Mikel Arteta marvelled at an “extraordinary” first half of the season from his Arsenal team but warned that they are still short of the level set by Manchester City, despite sitting five points clear at the top of the league with a game in hand.

Arsenal retained their cushion after Eddie Nketiah’s last-gasp winner against Manchester United and their tally of 50 points represents the club’s best start to a Premier League season. They are already in with a tantalising chance of winning their first title since 2004; even so, Arteta believes they will have to improve in order to complete the feat.

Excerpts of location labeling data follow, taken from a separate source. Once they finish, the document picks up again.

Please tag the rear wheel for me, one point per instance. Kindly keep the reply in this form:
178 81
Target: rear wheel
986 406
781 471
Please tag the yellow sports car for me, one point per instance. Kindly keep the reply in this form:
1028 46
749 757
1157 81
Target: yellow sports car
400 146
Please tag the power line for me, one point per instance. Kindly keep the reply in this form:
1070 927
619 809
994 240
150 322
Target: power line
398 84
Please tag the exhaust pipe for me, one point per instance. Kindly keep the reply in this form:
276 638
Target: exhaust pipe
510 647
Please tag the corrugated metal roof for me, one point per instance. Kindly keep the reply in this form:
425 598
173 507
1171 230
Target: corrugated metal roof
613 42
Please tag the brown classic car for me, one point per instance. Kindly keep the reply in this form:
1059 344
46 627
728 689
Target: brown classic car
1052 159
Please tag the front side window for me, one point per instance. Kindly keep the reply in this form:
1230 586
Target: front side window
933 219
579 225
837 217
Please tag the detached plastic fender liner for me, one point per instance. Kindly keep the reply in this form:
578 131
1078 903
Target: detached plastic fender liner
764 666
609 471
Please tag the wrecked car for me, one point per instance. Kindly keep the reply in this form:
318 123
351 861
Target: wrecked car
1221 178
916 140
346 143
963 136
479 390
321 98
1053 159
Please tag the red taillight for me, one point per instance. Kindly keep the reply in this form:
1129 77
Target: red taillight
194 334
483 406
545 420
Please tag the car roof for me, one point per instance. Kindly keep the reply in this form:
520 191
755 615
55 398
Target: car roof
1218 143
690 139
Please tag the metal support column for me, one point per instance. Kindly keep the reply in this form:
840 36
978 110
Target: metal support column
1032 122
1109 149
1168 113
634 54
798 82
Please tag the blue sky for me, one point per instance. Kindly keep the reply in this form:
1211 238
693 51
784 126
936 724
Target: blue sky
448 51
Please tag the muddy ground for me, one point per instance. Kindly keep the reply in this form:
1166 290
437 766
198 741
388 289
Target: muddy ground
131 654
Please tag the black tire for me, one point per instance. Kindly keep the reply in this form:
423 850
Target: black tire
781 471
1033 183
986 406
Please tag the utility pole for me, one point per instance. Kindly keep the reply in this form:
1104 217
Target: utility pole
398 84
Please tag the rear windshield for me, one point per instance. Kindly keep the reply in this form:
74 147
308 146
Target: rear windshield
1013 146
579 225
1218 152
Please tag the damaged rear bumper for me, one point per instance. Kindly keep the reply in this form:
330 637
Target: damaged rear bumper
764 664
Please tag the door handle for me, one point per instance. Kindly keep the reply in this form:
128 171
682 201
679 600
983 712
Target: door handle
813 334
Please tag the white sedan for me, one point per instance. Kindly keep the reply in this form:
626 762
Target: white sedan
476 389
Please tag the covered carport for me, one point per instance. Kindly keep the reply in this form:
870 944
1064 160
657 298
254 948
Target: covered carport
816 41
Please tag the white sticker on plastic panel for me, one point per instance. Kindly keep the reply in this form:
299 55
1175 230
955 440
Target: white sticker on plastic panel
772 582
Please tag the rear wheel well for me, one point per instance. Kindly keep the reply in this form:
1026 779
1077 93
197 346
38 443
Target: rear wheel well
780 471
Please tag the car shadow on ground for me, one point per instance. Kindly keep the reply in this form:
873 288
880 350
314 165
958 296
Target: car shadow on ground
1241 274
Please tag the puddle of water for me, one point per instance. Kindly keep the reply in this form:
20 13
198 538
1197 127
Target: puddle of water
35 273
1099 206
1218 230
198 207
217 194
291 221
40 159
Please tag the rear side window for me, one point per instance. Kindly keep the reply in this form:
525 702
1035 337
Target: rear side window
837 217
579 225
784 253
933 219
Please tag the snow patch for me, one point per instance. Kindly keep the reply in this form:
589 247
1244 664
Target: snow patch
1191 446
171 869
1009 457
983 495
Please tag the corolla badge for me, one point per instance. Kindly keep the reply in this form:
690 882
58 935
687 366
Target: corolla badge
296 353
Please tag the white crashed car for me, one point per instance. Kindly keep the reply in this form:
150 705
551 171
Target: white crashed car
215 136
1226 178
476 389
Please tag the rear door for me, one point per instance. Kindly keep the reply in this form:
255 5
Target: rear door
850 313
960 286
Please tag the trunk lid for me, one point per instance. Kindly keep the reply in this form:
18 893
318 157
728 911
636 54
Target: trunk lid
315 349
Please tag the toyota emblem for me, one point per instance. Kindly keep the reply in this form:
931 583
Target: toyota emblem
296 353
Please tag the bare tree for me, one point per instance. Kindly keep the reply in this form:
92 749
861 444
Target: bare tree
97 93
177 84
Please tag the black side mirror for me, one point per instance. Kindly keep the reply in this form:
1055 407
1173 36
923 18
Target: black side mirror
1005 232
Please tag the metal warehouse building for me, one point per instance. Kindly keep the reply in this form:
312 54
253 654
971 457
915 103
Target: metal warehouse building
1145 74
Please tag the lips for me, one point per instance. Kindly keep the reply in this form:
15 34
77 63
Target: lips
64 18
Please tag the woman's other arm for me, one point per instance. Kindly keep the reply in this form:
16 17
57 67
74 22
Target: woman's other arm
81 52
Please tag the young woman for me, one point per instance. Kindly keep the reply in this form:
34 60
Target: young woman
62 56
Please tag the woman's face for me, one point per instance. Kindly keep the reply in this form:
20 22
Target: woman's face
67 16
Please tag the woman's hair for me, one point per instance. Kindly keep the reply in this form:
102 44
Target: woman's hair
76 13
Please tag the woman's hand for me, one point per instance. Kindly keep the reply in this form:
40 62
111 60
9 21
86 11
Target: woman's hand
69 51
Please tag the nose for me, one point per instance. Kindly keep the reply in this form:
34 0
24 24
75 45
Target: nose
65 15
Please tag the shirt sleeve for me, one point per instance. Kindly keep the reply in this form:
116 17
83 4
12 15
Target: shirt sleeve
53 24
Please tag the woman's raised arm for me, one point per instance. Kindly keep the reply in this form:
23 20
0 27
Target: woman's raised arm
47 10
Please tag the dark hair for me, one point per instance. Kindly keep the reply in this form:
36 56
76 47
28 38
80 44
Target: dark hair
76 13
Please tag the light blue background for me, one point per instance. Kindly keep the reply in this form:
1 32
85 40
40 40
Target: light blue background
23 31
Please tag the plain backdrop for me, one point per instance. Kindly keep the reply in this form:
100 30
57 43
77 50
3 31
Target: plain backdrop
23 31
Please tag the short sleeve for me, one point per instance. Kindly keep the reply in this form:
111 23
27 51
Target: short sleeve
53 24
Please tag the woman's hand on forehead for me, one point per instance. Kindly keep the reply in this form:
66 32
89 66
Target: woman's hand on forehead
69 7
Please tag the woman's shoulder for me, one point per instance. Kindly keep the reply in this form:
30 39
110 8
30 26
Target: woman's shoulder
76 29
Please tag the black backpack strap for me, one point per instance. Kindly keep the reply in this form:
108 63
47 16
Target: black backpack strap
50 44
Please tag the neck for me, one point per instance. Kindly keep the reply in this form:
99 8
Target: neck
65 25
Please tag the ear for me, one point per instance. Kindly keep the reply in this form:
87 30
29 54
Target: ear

Related: Eddie Nketiah’s late goal settles thriller as Arsenal inch past Manchester United

“Extraordinary: it doesn’t get much better than that,” he said when asked to summarise Arsenal’s first 19 games. “We deserved the points we have. I think we have played well enough to win most of the matches. But the reality is we have things we can get better at. That’s the aim.”

He continued to evade the suggestion Arsenal are firm favourites to win the league and cited City’s relentlessness of the past half decade. “I don’t have an opinion,” he said. “It can be a perception. I know my team so well, I know where we are, I know why we are here and I know where we want to be and we are far from that. I know the levels of the other teams and one especially that has won in the last five or six years [City] and we are not there yet.”

Arteta was delighted with Nketiah, who also equalised Marcus Rashford’s first-half strike in Arsenal’s 3-2 win and continues to make light of Gabriel Jesus’s injury-enforced absence. “What Eddie is doing is incredible,” he said. “We cannot say we saw that [coming]. It is a big blow losing Gabi but Eddie is responding with the team in an exceptional way.”

The Poland international defender Jakub Kiwior watched from the stands ahead of his move from Serie A club Spezia, although Arteta would not comment ahead of the deal’s completion.

Nketiah’s instinctive strike came as a frustration to Erik ten Hag, whose United team had invited pressure in the final 20 minutes and could barely get out of their own half by the time they were breached. He felt it showed the leap they must still take to become genuine contenders.

“At the moment I am annoyed and I also told the players: if you want to win trophies, titles, we have to change our mentality,” he said. “It is not possible that you are in a top game, making three such big mistakes to concede goals, especially the last goal. You have to feel the game. At that [stage] a point was the maximum and you have to take the point.”